只錦瑟站了片刻,便見姚文傑扶著悲慟的姚禮赫自珞瑜院中出來,姚禮赫已是淚流滿面,半個身子都靠在姚文傑的身上。小郭氏等人見他二人出來忙迎了上去,勸慰了兩句,姚禮赫便衝小郭氏道:“玉丫頭命苦,我這個當父親的對不住她,今夜便留在靈堂為她守靈,陪她說說話。明日玉丫頭便出殯,偏母親病倒,夫人又去了別院,這出殯之事便偏勞弟妹了。”
小郭氏聞言便笑著道:“大伯放心,弟媳早已安排下人們分頭操辦了,雖是不會大操大辦,可也萬不會太過辱沒了玉丫頭的。”

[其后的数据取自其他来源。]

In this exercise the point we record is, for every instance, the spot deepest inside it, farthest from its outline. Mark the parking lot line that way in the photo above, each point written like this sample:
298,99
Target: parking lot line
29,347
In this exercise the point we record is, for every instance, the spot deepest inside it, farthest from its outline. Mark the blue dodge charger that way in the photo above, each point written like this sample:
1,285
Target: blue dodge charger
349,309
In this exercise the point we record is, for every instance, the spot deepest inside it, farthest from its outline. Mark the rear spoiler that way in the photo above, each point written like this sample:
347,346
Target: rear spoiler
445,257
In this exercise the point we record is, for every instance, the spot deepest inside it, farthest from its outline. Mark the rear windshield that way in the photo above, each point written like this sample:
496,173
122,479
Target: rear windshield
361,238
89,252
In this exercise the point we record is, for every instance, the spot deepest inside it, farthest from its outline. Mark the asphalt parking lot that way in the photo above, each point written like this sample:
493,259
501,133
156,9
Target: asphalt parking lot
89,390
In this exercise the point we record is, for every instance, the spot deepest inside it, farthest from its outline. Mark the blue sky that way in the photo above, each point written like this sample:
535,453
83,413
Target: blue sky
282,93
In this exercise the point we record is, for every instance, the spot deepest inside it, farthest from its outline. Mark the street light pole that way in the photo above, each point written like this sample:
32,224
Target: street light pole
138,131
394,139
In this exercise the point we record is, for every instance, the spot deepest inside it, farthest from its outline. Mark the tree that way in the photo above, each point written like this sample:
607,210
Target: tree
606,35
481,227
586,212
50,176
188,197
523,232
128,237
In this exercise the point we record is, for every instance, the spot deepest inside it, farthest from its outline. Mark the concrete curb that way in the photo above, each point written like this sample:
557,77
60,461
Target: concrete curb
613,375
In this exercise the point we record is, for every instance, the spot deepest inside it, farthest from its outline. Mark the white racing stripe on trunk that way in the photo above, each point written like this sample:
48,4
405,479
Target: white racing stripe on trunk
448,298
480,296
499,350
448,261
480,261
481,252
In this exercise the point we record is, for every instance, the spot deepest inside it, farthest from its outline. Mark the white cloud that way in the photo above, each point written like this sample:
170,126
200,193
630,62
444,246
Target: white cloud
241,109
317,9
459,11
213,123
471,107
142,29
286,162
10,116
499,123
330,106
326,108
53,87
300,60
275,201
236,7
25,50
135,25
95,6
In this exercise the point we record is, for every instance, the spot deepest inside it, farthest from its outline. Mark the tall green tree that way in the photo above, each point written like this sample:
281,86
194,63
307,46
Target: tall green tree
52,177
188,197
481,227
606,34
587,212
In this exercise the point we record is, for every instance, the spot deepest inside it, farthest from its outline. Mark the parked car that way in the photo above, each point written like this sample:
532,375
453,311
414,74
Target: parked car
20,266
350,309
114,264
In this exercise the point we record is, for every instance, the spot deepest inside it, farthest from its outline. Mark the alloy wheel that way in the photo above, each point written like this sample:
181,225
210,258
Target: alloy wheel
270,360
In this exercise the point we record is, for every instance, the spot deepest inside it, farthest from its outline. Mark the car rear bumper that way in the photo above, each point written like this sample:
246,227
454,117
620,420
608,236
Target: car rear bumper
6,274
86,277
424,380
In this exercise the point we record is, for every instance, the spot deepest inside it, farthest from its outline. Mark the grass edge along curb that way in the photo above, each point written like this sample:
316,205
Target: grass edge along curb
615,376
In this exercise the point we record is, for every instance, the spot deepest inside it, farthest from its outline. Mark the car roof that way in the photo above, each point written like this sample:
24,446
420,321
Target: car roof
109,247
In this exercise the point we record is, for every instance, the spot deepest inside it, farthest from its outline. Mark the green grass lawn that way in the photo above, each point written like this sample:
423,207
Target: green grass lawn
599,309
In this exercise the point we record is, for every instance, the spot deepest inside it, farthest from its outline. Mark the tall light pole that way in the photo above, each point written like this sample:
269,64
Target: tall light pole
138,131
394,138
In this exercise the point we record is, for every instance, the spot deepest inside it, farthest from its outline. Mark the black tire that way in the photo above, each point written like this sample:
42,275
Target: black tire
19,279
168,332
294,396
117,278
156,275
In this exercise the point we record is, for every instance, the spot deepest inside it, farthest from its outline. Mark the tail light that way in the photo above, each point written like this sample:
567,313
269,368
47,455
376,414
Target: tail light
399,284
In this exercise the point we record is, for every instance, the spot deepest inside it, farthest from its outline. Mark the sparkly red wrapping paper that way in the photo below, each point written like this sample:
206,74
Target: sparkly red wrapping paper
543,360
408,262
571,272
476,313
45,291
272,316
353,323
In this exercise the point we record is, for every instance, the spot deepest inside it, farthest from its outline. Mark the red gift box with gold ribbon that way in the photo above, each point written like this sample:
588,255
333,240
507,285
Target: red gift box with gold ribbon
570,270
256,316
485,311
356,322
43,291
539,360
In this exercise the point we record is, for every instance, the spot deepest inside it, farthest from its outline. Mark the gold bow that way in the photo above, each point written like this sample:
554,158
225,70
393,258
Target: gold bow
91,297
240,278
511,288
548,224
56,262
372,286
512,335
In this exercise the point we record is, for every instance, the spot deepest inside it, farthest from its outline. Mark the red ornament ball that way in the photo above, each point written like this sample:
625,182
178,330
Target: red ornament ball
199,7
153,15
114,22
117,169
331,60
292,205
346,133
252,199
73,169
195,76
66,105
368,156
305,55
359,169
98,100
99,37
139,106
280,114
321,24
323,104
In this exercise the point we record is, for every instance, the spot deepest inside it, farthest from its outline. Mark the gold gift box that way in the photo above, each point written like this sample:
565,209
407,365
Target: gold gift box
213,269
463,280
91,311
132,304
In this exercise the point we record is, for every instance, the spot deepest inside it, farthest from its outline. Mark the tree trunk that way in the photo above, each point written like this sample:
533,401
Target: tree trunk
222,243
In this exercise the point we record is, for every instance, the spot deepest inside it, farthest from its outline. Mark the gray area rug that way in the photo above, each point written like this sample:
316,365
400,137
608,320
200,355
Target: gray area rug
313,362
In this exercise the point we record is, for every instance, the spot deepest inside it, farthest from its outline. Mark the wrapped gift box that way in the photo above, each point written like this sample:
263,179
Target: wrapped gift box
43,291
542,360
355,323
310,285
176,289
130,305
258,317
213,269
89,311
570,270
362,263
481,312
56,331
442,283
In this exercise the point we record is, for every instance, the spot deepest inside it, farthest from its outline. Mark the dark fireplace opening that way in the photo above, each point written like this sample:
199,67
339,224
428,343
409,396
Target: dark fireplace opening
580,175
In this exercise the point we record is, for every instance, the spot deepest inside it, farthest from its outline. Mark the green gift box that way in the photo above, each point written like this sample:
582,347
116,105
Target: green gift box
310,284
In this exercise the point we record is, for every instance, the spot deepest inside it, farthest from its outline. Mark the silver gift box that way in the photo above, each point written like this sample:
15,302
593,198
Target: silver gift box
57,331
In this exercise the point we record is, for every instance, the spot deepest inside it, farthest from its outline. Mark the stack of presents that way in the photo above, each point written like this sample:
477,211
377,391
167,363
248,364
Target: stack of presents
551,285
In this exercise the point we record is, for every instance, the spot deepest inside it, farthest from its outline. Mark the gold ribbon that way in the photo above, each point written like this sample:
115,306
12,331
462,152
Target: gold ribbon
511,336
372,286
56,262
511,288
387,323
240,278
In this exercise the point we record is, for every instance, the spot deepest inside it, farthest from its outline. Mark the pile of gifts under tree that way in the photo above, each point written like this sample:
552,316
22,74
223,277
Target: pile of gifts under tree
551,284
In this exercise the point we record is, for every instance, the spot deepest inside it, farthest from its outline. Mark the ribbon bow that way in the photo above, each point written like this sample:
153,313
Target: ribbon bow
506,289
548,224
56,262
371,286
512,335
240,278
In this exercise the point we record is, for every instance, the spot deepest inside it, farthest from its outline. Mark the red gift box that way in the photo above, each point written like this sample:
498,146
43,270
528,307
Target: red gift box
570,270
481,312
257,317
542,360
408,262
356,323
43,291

姚禮赫聞言疲倦地點頭,又吩咐小郭氏眾人都散了,待轉身之際才向錦瑟這邊望來,燈光下他的面容映著身後飄揚的白綾,神情有一瞬間的陰厲,銳利的目光直透過人群射了過來。錦瑟面上哀思之色不變,感受到王嬤嬤身子一僵,她兀自拍了拍她的手,這才在王嬤嬤的摻扶下衝姚禮赫福了福身。
而扶著姚禮赫的姚文傑順著姚禮赫的目光望來,瞧見錦瑟他那面色已然變了,竟是突然鬆開姚禮赫怒氣騰騰地向這邊衝來!他動作極快,轉瞬便到了錦瑟近前,王嬤嬤等人一驚忙護在錦瑟身前,姚文傑已暴喝一聲,道:“你還我妹妹命來!”
王嬤嬤忙上前擋住姚文傑,一面大喊著,“二少爺這話怎麼說?!族人早便要為我們姑娘做主退親,武安侯世子進府可非我們姑娘的意思,那謝家公子是老爺迎進府的,誰能想到他竟是個畜生,大姑娘的死,我們姑娘也傷痛難言,二少爺怎能不分青紅拿我們姑娘洩憤!”
姚文傑根本就不聽王嬤嬤的話,掙扎了兩下便將王嬤嬤推倒在了地上,拉開擋在錦瑟身前的白芷兩人,抬手便欲往錦瑟臉上抽,錦瑟蹙眉後退,無奈三步便撞上了後頭的暖轎,她只覺眼前黑影一閃,眼見著姚文傑的大掌便要扇在自己的面上,忙閉了眼將頭微偏開去躲。
可那預期的疼痛卻並未到來,耳邊卻傳來一個微沉的聲音。
“姚二公子好大的氣性!”
那聲音尚未落便聞一聲慘叫在近前傳來,錦瑟睜開眼睛,正見姚文傑左手扶著右手,面色蒼白而扭曲著往地上跌去,她詫異轉頭,楊松之一張清冷的面容便撞進了眸子。